Thank you all for your comments. I think a temporary table is
unavoidable if I want to control the way the query is done here (as
opposed to letting the planner do its job).

The @names array is the result of an earlier DBI query.


So why don't you just combine the earlier query and this query into a new query?
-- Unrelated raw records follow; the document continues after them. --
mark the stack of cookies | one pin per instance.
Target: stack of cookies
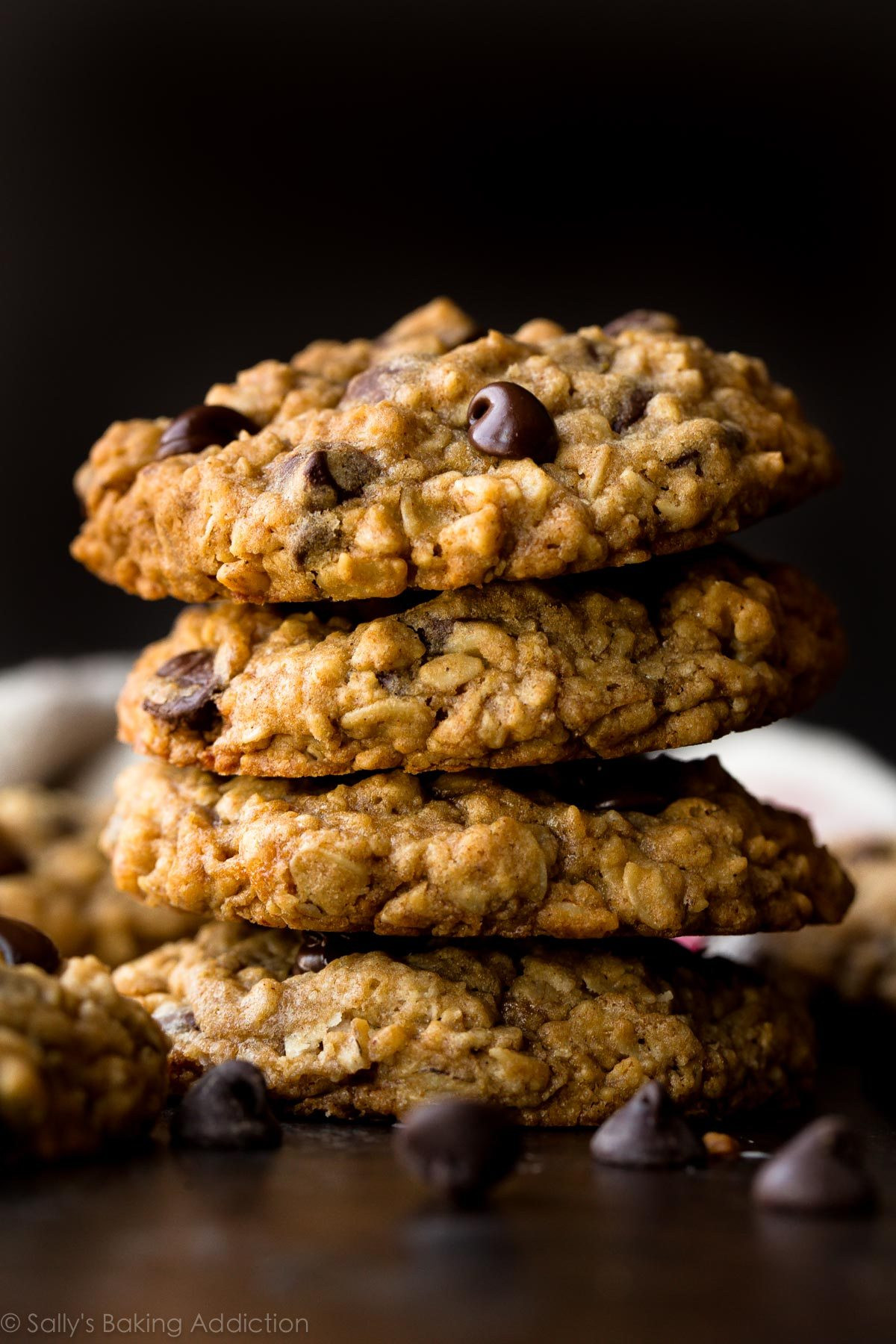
(417, 804)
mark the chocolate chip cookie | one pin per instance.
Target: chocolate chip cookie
(563, 1034)
(54, 877)
(437, 457)
(81, 1066)
(668, 655)
(633, 847)
(857, 959)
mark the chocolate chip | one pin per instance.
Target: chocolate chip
(351, 470)
(11, 858)
(227, 1108)
(648, 1132)
(505, 420)
(645, 317)
(433, 629)
(632, 408)
(195, 709)
(175, 1019)
(458, 1148)
(23, 944)
(200, 426)
(732, 436)
(820, 1171)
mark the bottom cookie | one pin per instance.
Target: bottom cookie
(563, 1034)
(81, 1066)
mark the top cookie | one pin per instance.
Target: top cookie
(435, 460)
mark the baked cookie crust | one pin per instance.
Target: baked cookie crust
(54, 877)
(653, 848)
(363, 482)
(514, 673)
(563, 1034)
(81, 1066)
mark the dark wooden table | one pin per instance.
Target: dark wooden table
(329, 1231)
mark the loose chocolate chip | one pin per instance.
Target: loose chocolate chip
(22, 942)
(732, 436)
(11, 858)
(458, 1148)
(195, 709)
(200, 426)
(645, 317)
(227, 1108)
(632, 408)
(648, 1132)
(505, 420)
(820, 1171)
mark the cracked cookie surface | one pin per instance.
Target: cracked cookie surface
(563, 1034)
(81, 1066)
(363, 482)
(653, 847)
(54, 877)
(668, 655)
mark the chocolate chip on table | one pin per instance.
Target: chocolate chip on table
(195, 707)
(632, 408)
(200, 426)
(22, 944)
(820, 1171)
(227, 1108)
(458, 1148)
(505, 420)
(648, 319)
(648, 1132)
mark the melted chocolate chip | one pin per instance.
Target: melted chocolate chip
(632, 408)
(199, 428)
(505, 420)
(645, 317)
(23, 944)
(457, 1148)
(11, 858)
(648, 1132)
(195, 707)
(227, 1108)
(820, 1171)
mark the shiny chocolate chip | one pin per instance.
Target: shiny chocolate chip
(820, 1172)
(22, 944)
(460, 1149)
(648, 319)
(199, 428)
(630, 409)
(227, 1108)
(505, 420)
(193, 673)
(648, 1132)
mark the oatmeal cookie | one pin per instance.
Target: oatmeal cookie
(857, 959)
(668, 655)
(563, 1034)
(435, 460)
(633, 847)
(54, 877)
(81, 1066)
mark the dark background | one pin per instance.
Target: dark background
(193, 186)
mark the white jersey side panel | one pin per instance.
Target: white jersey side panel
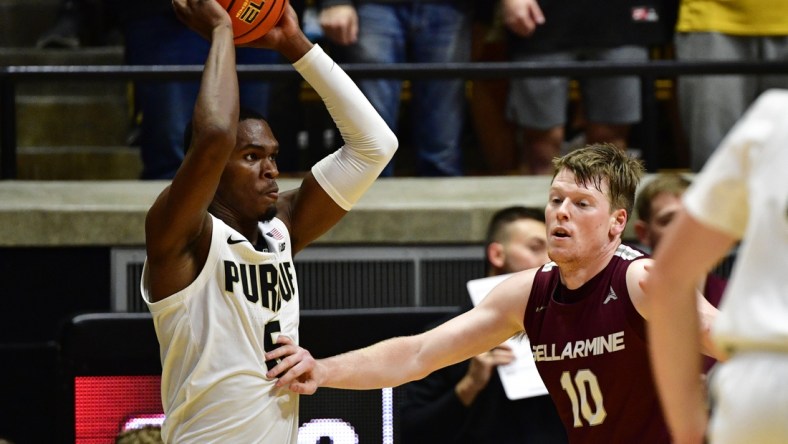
(213, 336)
(743, 190)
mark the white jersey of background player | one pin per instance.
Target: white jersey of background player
(218, 277)
(741, 194)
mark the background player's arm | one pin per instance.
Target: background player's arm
(398, 360)
(673, 327)
(703, 310)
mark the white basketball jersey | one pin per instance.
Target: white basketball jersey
(213, 336)
(743, 191)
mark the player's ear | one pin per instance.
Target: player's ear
(618, 221)
(641, 231)
(495, 254)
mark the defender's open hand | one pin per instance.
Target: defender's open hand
(295, 368)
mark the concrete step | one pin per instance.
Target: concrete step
(72, 121)
(78, 163)
(23, 21)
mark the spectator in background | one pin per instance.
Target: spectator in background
(418, 31)
(657, 205)
(495, 135)
(716, 30)
(77, 23)
(574, 30)
(740, 195)
(465, 402)
(152, 35)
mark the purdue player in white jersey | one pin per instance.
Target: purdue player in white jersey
(741, 194)
(218, 277)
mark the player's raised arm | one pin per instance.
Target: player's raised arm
(339, 180)
(178, 223)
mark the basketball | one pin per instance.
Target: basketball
(252, 19)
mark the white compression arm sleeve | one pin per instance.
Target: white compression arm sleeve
(369, 143)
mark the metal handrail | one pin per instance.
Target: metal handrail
(648, 72)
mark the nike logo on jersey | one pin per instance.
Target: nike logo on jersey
(611, 296)
(231, 241)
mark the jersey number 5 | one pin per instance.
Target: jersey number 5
(272, 328)
(578, 389)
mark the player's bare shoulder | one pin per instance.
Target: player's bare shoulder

If @names comes from something like "SELECT something as names FROM a lot of tables WHERE a lot of conditions match", merge it with the query you posted earlier:


    SELECT j.job_log_id
    FROM job_log j, node n
WHERE n.name in ( SELECT something as names FROM a lot of tables WHERE a lot of conditions match )
    AND   n.type = ?
    AND   n.usage = ?
    AND   n.node_id = j.node_id

This seems to be the cleanest and most natural way to me. It even allows the query optimizer of the Database do do its job better than with two queries that don't seem to be related to each other to the query optimizer.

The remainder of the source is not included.